A user forwarded me a particular annoying bit of spam the other day that I realised is going to be quite hard to combat.

  1. The email was sent from a Hotmail account. Clearly the spammers have
    broken the Hotmail CAPTCHA process (again), and thus are signing up
    10,000’s or more accounts to send their spam. The main issue is that
    it means there’s no easy “source IP” to test against RBLs for
    blocking or scoring purposes. Hotmail does add a “X-Originating-IP”
    header, but that’s non-standard and for the cases I’ve seen, the IPs
    are not on any known black lists.

    This actually seems quite an effective process for spammers. Using
    new spambot compromised machines to only send via reputable services
    like Hotmail, Yahoo, etc. Basically I believe most RBLs are built
    using systems that only check against the original incoming SMTP
    connection (either at the SMTP stage, or via some feedback process
    that later scans back through the Received headers). They generally
    don't look at custom headers like "X-Originating-IP". So even if
    spam checking software does check that header, not much RBL building
    software will, so as long as the spammer can keep those IPs so
    they're only used for sending via other "trusted" services, the IPs
    will probably stay off RBLs for a long time.
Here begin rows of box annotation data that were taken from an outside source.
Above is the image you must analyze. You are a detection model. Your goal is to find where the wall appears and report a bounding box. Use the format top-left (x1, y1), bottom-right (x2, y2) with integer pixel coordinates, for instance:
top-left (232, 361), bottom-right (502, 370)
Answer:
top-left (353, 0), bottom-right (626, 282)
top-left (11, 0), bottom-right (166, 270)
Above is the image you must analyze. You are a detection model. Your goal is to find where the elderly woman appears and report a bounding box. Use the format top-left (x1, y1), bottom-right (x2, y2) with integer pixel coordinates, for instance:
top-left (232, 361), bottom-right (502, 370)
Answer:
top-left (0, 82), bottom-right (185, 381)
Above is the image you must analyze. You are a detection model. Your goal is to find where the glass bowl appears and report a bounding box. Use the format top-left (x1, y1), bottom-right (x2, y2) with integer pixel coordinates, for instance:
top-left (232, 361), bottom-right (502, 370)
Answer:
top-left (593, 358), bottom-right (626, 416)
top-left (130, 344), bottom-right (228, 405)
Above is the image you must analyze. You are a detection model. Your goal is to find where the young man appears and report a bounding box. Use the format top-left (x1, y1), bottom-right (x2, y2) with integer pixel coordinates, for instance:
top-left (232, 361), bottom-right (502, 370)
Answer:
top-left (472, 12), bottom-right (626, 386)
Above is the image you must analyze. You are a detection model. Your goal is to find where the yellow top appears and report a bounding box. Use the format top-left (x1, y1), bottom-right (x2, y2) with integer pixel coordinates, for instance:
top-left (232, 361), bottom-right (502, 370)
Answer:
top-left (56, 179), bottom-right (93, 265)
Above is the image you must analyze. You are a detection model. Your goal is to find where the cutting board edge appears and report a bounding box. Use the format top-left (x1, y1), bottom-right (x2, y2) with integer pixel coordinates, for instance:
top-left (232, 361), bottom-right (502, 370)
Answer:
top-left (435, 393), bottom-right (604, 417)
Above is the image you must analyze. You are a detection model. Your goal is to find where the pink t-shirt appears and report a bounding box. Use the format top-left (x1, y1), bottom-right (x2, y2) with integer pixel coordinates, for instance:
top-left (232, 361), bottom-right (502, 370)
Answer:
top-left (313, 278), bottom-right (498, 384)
    Given the constant battle Hotmail, Yahoo, Gmail, etc have stopping
    mass signups, CAPTCHAs days seem numbered. Already in some cases,
    Google have started requiring SMS verification for new gmail
    I expect this trend to spread to other services and companies over
    time as the CAPTCHA systems employed to try and stop abuse appear to
    be less and less effective every day.

  2. The email contained a bunch of random text. Also not unusual, but it
    makes any content analysis basically impossible

  3. The email contained a link to a public Google Docs page. Again,
    clearly spammers have broken the Google CAPTCHA process to signup
    masses of Google Docs accounts and fill with their spam landing
    pages. Again this means that URIBLs are ineffective against these
    types of emails because they can’t go and block Google Docs domains.

The net result was that the emails in question contained very little information to block against. Some composite rules could be created (eg from a Hotmail account, with a Google Docs link in it), but they’re clearly far too broad and likely to result in many false positives.

At the moment, the main things we can do about this are:

  1. Report the emails as spam to providers like Spamcop and others. This
    should both end up reflecting badly on the services that are being
    abused, but should also encourage improvements to make sure they do
    look for X-Originating-IP headers and the like to help build IP RBLs
  2. Report the Google Docs pages as abuse. I’d hope Google have good
    internal systems to handle this, so that if a bunch of pages are
    reported as abuse, they can track down similar pages and disable
    them and the associated signups as well